C’était la réponse des Roumains au mouvement national grec dirigé par la Filikí Etería, cette Société des Compagnons créée en 1814, à Odessa, qui se proposait de libérer la Grèce du joug ottoman. Mais Tudor Vladimirescu répondait surtout de la sorte aux aspirations nationales des boyards valaques qui, à l’instar des Grecs, souhaitaient affranchir la Valachie de la tutelle ottomane. Vladimirescu rejoignait ainsi Dinicu Golescu, Eufrosin Poteca et bien d’autres encore des ceux qui formèrent cette première génération roumaine qui s’était emparé du projet national. Et bien que beaucoup de ces futurs révolutionnaires roumains étaient issus des familles d’origine grecque, ou avaient au moins baigné dans la culture grecque, ils n’hésiteront pas à se départir de leur culture d’origine pour embrasser à corps perdu la cause nationale roumaine.

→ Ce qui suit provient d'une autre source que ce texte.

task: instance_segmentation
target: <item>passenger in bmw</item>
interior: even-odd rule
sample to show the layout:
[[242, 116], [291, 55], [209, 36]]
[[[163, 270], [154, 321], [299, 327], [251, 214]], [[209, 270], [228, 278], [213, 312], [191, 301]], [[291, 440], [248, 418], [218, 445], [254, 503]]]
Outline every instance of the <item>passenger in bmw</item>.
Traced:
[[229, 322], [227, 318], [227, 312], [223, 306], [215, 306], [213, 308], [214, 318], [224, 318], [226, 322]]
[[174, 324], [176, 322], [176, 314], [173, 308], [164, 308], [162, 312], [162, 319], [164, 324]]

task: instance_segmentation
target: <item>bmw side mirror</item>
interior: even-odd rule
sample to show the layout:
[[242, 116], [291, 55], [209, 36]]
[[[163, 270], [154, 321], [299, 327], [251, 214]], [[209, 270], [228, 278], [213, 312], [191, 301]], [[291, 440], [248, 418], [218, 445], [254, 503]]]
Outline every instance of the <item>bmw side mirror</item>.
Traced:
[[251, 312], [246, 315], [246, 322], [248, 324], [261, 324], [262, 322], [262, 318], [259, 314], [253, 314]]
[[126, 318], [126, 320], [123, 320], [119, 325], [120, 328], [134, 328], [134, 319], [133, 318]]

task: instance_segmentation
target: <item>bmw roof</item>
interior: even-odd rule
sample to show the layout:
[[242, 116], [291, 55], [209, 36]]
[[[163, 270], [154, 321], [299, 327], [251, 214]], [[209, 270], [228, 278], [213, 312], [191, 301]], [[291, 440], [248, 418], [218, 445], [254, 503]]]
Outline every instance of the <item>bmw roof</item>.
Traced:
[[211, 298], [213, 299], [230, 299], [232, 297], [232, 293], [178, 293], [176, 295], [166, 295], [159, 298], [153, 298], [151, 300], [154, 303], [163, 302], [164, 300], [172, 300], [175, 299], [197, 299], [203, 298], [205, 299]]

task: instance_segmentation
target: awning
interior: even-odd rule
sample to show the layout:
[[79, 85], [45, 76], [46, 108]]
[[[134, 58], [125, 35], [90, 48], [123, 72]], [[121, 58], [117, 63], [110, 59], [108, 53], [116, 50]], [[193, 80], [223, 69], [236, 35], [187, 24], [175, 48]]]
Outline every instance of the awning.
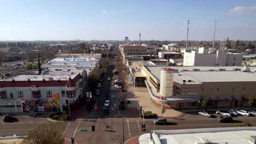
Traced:
[[209, 99], [210, 101], [229, 101], [229, 100], [236, 100], [236, 99], [233, 98], [214, 98]]

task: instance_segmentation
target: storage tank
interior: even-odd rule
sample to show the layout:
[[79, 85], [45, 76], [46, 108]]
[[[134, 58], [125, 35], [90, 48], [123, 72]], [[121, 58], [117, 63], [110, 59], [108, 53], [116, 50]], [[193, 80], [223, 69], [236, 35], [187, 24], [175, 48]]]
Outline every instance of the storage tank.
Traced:
[[160, 94], [165, 97], [172, 95], [173, 69], [165, 68], [161, 69]]

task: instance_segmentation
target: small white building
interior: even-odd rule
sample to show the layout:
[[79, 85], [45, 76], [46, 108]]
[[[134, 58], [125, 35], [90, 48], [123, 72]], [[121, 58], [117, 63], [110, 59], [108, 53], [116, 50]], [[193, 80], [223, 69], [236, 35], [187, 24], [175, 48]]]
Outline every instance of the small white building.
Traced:
[[67, 103], [76, 105], [85, 95], [86, 72], [63, 73], [22, 75], [0, 81], [1, 112], [62, 112]]
[[183, 66], [235, 66], [242, 65], [243, 55], [218, 50], [208, 53], [208, 49], [200, 47], [199, 52], [191, 51], [184, 53]]

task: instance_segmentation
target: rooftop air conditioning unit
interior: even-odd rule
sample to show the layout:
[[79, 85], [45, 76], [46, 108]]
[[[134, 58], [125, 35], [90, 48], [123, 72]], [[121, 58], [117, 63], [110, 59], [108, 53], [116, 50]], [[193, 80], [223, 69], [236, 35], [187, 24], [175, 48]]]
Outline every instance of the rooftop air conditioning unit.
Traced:
[[193, 69], [193, 71], [200, 71], [200, 69]]
[[219, 71], [225, 71], [226, 70], [225, 69], [218, 69], [218, 70], [219, 70]]

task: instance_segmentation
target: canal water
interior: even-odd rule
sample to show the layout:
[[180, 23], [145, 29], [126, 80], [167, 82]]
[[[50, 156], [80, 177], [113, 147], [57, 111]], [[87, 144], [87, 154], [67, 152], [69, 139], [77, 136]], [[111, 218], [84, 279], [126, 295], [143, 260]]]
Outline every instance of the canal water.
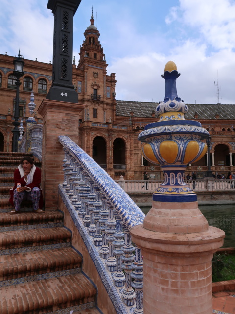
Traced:
[[[235, 204], [199, 205], [199, 209], [210, 226], [225, 232], [223, 247], [235, 247]], [[141, 207], [146, 215], [151, 207]]]

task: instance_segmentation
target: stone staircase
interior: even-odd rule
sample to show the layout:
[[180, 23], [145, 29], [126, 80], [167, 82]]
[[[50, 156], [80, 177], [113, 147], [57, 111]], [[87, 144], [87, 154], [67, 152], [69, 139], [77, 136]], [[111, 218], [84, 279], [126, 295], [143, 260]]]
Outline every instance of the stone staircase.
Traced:
[[71, 247], [63, 214], [35, 213], [28, 204], [8, 213], [13, 174], [22, 156], [0, 153], [0, 313], [100, 314], [96, 289], [82, 272], [82, 258]]

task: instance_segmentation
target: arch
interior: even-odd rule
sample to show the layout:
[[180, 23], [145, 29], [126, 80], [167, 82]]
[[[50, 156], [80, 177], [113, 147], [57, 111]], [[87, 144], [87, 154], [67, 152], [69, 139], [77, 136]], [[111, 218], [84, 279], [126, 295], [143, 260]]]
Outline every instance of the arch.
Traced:
[[212, 145], [212, 148], [211, 149], [211, 153], [212, 153], [212, 152], [214, 152], [215, 147], [217, 146], [217, 145], [218, 145], [220, 144], [226, 145], [229, 148], [229, 151], [230, 152], [232, 151], [233, 148], [232, 146], [229, 144], [229, 143], [227, 143], [227, 142], [222, 142], [222, 141], [221, 141], [220, 142], [216, 142], [215, 143], [214, 143]]
[[113, 159], [114, 165], [126, 164], [126, 142], [125, 140], [117, 137], [113, 142]]
[[215, 166], [230, 165], [230, 147], [226, 143], [218, 143], [214, 146], [214, 165]]
[[107, 163], [106, 141], [102, 136], [95, 136], [92, 141], [92, 157], [99, 165]]
[[33, 89], [33, 79], [30, 77], [27, 76], [24, 78], [23, 90], [31, 92]]
[[4, 152], [4, 135], [0, 131], [0, 152]]

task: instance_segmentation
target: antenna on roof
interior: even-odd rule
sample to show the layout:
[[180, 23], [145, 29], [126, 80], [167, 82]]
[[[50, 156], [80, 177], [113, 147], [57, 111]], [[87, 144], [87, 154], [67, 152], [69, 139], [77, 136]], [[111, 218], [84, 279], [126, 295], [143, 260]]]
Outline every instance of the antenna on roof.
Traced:
[[[214, 86], [217, 87], [217, 93], [215, 91], [214, 92], [214, 95], [217, 96], [217, 104], [219, 104], [219, 91], [220, 90], [220, 87], [219, 87], [219, 75], [218, 74], [218, 70], [217, 71], [217, 84], [215, 83], [215, 81], [214, 81]], [[222, 98], [220, 98], [220, 99], [222, 99]]]

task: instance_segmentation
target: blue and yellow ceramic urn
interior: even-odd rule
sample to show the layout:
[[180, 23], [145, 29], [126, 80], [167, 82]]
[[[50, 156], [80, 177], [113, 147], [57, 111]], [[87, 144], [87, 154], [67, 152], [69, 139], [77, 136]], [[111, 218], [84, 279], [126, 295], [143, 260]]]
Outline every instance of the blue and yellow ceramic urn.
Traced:
[[209, 136], [201, 123], [185, 120], [188, 107], [178, 97], [176, 79], [180, 75], [174, 62], [165, 66], [162, 77], [165, 81], [165, 96], [156, 109], [158, 122], [145, 126], [138, 139], [145, 143], [144, 158], [160, 165], [164, 182], [153, 195], [153, 200], [163, 202], [192, 202], [197, 196], [184, 182], [188, 164], [195, 162], [205, 154], [207, 147], [201, 141]]

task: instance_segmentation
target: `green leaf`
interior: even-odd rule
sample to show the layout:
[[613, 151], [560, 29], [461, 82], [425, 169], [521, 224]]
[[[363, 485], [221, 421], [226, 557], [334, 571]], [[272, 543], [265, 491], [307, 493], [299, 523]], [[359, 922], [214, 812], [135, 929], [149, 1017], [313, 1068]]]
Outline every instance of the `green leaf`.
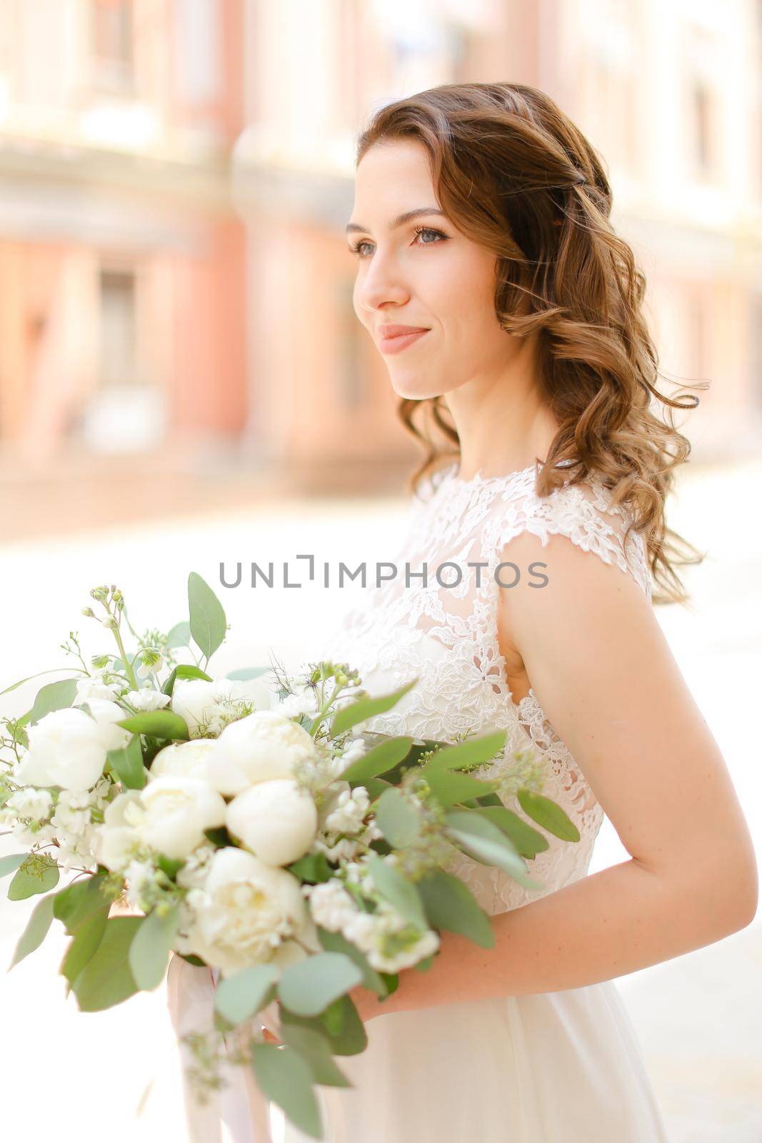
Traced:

Car il faut dire dans le contexte que les mouvements nationaux grec et roumain qui se sont développés au début du 19e siècle ont des origines communes.

Tudor Vladimirescu et l’idée nationale
Tudor Vladimirescu et l’idée nationale

, 12.12.2022, 14:50

La période des souverains phanariotes, qui commence en Valachie et en Moldavie au début du 18e siècle sous l’impulsion de l’empire ottoman, avait créé, un siècle plus tard, une certaine osmose entre les élites des deux nations orthodoxes. L’orthodoxie, les mariages mixtes, le système éducatif en langue grecque embrassée par les élites roumaines, leurs intérêts communs avaient beaucoup facilité le rapprochement des deux nations lorsque l’heure du soulèvement contre la domination ottomane semblait se rapprocher. Progressivement toutefois, la méfiance s’installe entre les deux mouvements nationaux frères, faisant en sorte que chacun choisisse sa voie propre.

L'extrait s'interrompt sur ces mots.